Grand Theatre, Wolverhampton, Wednesday 26th September, 2018
Birmingham Stage Company is back, following up the success of Gangsta Granny with a second alliterative title from comic actor-turned-children’s-author, David Walliams. Walliams appears to have appointed himself the successor to Roald Dahl and his work bears many similarities to Dahl’s classic novels for children. Chiefly, Walliams doesn’t sugar coat any aspect of his stories, populates the tales with grotesques, and places a wise child at the heart of them. Adaptor-director Neal Foster captures the Walliams spirit superbly well, rendering the action in imaginative, theatrical ways.
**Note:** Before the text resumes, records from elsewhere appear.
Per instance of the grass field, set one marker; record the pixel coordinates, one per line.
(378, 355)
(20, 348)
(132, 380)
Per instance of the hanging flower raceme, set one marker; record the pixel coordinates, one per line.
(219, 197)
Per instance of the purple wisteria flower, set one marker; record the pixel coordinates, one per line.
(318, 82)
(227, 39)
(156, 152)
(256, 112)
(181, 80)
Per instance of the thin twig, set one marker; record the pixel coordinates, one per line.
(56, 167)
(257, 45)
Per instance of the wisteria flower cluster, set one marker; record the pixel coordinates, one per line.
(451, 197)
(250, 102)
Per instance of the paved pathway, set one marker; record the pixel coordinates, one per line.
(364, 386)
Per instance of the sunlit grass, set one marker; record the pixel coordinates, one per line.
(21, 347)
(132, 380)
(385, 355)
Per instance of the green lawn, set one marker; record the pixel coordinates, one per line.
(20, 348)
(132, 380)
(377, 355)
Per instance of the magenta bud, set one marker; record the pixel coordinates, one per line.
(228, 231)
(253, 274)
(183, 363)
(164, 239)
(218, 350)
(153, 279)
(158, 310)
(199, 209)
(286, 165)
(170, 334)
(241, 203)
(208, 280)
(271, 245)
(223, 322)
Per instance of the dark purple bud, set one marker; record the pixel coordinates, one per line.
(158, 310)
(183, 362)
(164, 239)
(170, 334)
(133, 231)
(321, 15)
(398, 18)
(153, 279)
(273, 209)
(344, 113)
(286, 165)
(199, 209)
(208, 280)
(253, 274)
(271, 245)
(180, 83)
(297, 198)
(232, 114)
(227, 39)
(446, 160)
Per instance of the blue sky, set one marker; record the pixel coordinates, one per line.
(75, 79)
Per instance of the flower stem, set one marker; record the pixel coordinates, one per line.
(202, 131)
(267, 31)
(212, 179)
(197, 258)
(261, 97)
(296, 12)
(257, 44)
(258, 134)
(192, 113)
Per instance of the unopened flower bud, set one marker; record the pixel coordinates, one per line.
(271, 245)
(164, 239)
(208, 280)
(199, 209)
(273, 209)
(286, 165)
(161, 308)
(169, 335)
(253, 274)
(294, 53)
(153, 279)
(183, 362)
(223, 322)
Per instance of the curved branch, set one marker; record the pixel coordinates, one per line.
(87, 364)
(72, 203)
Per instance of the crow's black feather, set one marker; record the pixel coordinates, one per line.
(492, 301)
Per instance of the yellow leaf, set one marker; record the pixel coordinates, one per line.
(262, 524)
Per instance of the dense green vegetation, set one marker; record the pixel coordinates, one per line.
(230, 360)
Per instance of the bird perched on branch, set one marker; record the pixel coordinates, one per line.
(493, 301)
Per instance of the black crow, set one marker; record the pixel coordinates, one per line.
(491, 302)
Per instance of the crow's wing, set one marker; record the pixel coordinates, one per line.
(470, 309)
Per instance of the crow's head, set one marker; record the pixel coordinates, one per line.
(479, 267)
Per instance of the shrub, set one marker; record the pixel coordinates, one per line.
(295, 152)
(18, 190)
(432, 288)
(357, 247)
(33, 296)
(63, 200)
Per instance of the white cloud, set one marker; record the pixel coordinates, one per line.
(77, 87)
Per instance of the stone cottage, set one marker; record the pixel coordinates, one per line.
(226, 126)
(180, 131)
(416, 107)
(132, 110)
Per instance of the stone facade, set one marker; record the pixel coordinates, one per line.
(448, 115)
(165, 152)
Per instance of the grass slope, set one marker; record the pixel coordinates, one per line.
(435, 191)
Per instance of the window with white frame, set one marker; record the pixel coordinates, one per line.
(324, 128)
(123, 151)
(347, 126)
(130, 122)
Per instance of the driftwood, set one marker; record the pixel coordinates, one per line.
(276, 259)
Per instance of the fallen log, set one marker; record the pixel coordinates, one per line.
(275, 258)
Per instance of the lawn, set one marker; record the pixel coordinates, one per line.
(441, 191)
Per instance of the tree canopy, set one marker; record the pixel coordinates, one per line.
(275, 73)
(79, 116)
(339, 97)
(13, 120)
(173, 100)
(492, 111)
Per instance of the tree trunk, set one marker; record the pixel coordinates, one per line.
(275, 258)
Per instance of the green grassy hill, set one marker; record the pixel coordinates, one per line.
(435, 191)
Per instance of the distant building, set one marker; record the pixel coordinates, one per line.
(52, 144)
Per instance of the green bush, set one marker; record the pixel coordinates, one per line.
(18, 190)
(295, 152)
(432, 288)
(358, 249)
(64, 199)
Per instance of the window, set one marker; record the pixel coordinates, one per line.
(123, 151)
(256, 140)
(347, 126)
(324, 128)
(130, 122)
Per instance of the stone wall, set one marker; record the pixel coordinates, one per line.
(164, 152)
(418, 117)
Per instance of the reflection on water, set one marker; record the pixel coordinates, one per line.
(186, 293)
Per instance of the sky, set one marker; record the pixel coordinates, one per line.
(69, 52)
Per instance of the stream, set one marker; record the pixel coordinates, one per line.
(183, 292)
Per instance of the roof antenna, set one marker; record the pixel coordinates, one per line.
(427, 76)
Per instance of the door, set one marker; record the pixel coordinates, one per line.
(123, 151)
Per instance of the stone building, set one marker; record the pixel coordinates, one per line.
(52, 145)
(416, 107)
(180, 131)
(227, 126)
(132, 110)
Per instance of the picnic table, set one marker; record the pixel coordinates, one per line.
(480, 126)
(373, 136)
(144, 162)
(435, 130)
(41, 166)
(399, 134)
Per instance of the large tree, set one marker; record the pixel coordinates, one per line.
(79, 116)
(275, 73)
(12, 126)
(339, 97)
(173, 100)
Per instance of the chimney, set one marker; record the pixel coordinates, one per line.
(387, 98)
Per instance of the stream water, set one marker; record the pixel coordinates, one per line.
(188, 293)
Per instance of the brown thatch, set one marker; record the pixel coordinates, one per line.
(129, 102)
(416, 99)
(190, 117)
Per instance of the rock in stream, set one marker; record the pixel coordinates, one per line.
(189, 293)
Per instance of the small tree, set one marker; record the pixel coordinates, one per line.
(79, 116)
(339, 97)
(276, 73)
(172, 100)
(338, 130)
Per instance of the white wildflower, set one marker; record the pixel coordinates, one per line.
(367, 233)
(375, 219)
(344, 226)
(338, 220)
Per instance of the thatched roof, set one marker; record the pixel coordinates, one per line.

This one is a grim (Grimm) melodrama that is positively Victorian in its sensationalism. The titular aunt – Agatha Saxby – is monstrously cruel to her recently orphaned niece. The title deeds of rambling manor Saxby Hall are at stake. Richard James is enormous fun as this squawking villain, stomping around in plus fours and a ginger wig. His sidekick, Wagner, is an imposing owl – and a beautiful piece of puppetry performed by Roberta Bellekom.
Georgina Leonidas instantly gains our sympathy as plucky, long-suffering heroine, 12-year-old Stella, who finds an ally in the form of friendly ghost, Soot (the likeable Ashley Cousins) a chimney sweep’s boy who came to a sticky end on the job. The pair uncover the true extent of Auntie’s abominable activities as they clamber up and over Jacqueline Trousdale’s revolving set pieces. The gothic events are offset by the humorous appearances of dotty retainer, Gibbon, in a hilarious turn by Harry Sutherland.
Jak Poore’s original score adds to the urgency of the action and the melodramatic atmosphere of the whole. It may lack the warmth of Gangsta Granny, but there is plenty here to enjoy as Stella endures tribulation and trials, and Auntie gets her comeuppance in a satisfactory turn of events.
Darkly delicious with a generous helping of toilet humour and gross-out moments, Awful Auntie is awesome entertainment for the whole family.